Cuttings are a more complex method of propagating rhododendrons. Strong, long, semi-lignified shoots are cut into cuttings up to 10 cm long. The lower three leaves are removed, and the cutting is placed in a special solution to stimulate growth for half a day. Small pots are filled with a mixture of fertile soil, peat and sand. Each cutting is planted in a separate pot. Afterwards, the soil is watered and covered with polyethylene or plastic bottles cut in half.

For your information! After 1.5-2 months, the cuttings take root, and they are planted in large containers and placed in a cooler, lighted and ventilated room.

Brief description of cultivation

  1. Temperature . In summer, from 12 to 18 degrees, and in winter - from 6 to 10 degrees (not warmer than 13 degrees).
  2. Humidity . Requires high humidity, daily spraying from a spray bottle is necessary.
  3. Illumination . It is necessary to provide a large amount of bright light, but at the same time the bush needs protection from direct sunlight.
  4. Watering . The soil mixture in the pot is moistened systematically and abundantly. Do not allow it to dry out.
  5. Substrate . It should have high acidity and be light.
  6. Fertilizer . Feed in spring and summer 2 times a month. To do this, use fertilizers for azaleas.
  7. Transplant . Conducted in the spring once every two or three years.
  8. Reproduction . Apical cuttings.
  9. Features of care . The plant feels best in cool conditions. Mandatory pruning in spring is required.

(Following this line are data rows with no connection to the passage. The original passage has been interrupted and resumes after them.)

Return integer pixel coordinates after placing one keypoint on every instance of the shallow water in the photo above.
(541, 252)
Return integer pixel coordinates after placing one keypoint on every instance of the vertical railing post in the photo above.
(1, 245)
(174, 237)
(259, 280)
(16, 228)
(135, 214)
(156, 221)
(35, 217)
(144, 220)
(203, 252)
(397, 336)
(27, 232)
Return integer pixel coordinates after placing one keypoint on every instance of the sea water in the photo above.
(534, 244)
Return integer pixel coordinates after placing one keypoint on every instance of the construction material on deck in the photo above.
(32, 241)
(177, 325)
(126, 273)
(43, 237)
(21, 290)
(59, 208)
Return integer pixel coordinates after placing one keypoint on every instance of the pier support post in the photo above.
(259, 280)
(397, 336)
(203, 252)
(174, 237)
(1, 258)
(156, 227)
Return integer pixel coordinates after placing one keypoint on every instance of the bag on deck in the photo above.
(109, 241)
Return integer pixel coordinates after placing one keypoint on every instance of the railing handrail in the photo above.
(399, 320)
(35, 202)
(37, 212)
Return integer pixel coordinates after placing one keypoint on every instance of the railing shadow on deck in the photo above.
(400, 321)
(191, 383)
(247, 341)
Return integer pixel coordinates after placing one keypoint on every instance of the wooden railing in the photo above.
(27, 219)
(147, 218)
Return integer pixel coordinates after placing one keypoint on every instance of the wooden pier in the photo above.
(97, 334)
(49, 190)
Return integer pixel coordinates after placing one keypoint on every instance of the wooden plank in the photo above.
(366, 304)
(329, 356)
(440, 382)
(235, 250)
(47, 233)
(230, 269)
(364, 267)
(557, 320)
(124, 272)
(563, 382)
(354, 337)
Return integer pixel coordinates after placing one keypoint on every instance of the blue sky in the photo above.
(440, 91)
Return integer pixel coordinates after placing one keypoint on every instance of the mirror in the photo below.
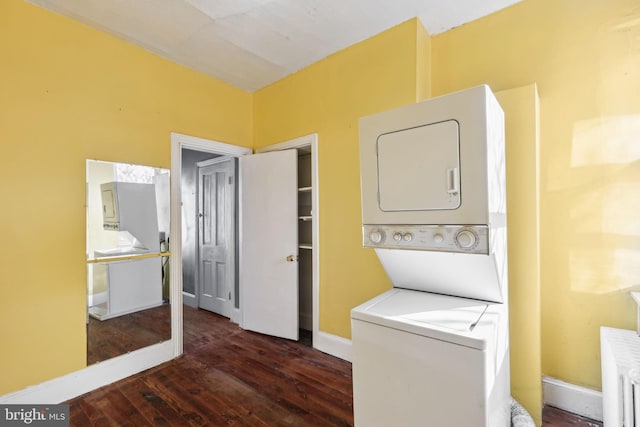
(127, 258)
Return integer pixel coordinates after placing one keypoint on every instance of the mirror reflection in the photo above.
(127, 258)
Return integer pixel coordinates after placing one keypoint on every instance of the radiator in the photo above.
(620, 358)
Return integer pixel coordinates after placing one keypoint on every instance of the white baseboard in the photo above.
(333, 345)
(96, 299)
(189, 299)
(92, 377)
(305, 321)
(569, 397)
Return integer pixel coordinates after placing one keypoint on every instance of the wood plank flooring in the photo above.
(120, 335)
(554, 417)
(231, 377)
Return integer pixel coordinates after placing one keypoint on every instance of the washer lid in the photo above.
(457, 320)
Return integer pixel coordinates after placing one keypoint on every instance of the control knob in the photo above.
(466, 239)
(376, 236)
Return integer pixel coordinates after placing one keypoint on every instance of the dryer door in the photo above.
(419, 168)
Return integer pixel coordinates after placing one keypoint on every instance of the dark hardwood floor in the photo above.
(554, 417)
(120, 335)
(231, 377)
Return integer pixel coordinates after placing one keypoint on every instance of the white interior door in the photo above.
(269, 248)
(216, 200)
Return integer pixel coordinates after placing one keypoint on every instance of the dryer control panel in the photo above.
(442, 238)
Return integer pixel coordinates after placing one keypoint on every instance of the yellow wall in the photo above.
(68, 93)
(584, 57)
(329, 97)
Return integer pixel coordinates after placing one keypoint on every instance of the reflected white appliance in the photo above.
(133, 284)
(434, 349)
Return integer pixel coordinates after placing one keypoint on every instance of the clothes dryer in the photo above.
(433, 351)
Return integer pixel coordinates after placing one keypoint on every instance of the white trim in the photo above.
(572, 398)
(189, 299)
(332, 344)
(311, 141)
(68, 386)
(178, 142)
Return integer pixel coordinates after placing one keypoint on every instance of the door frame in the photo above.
(178, 142)
(309, 142)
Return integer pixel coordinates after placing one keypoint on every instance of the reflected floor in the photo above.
(120, 335)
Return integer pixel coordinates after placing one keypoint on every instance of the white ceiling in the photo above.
(252, 43)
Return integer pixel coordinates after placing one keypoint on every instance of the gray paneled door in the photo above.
(216, 225)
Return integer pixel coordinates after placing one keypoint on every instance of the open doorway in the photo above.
(209, 225)
(191, 151)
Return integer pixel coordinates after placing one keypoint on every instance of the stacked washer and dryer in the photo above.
(434, 350)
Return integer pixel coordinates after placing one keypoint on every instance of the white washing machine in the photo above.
(434, 351)
(423, 359)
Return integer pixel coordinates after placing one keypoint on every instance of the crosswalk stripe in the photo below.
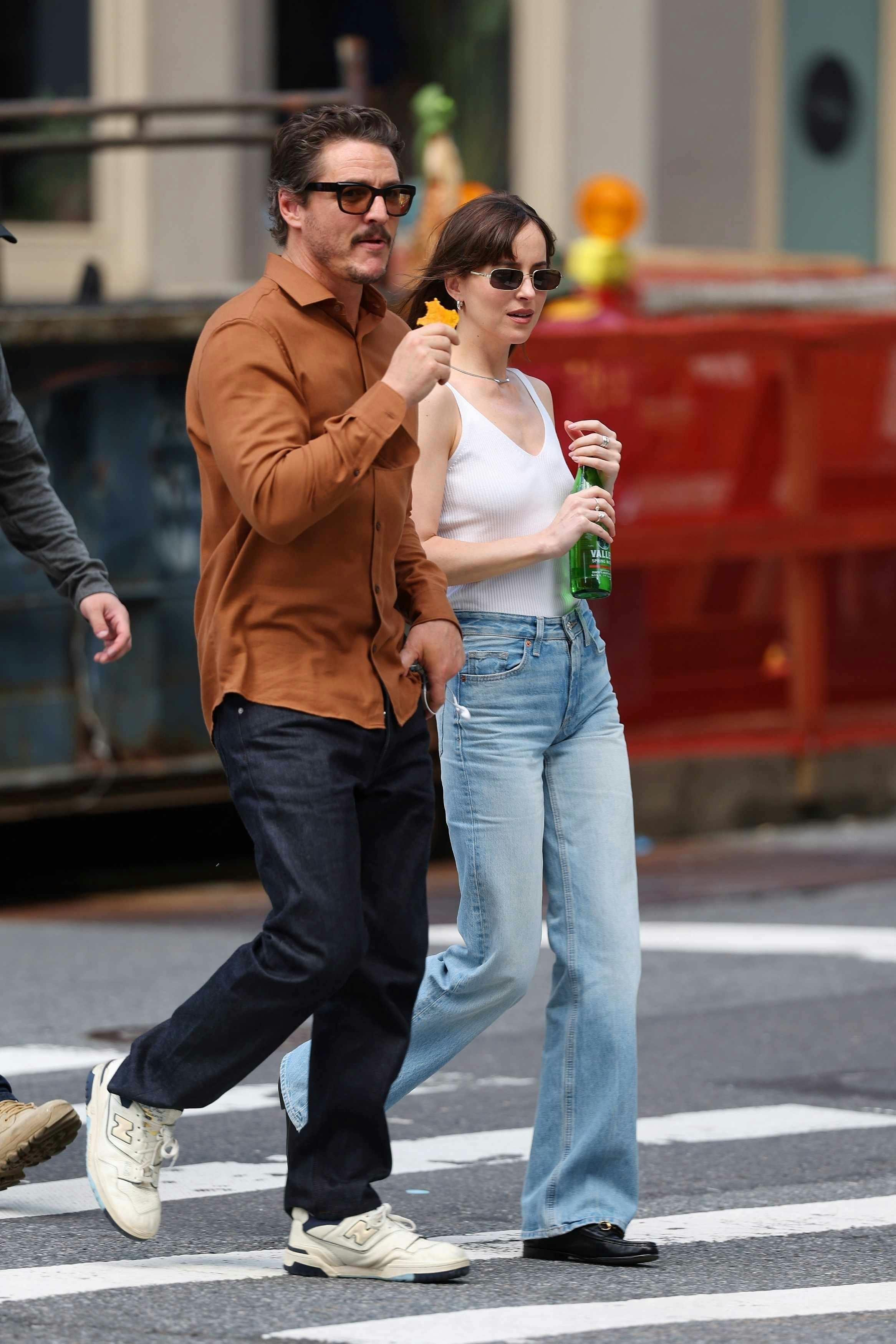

Beautiful flowering indoor plant Azalea. How to properly care for azaleas and what to consider.

Care

Caring for the Japanese salmon species is no different from that for other varieties of rhododendrons. An unpretentious tree does not cause any trouble when caring, but is very demanding in terms of maintenance conditions.

Note! It is necessary to regularly weed the area under the bush, but this must be done manually. The root system of rhododendrons is very vulnerable; hoes and choppers can damage it.

The plant does not need pruning to form a crown. The only thing that needs to be removed is dried and rotten shoots. Sections of thick branches must be lubricated with garden varnish.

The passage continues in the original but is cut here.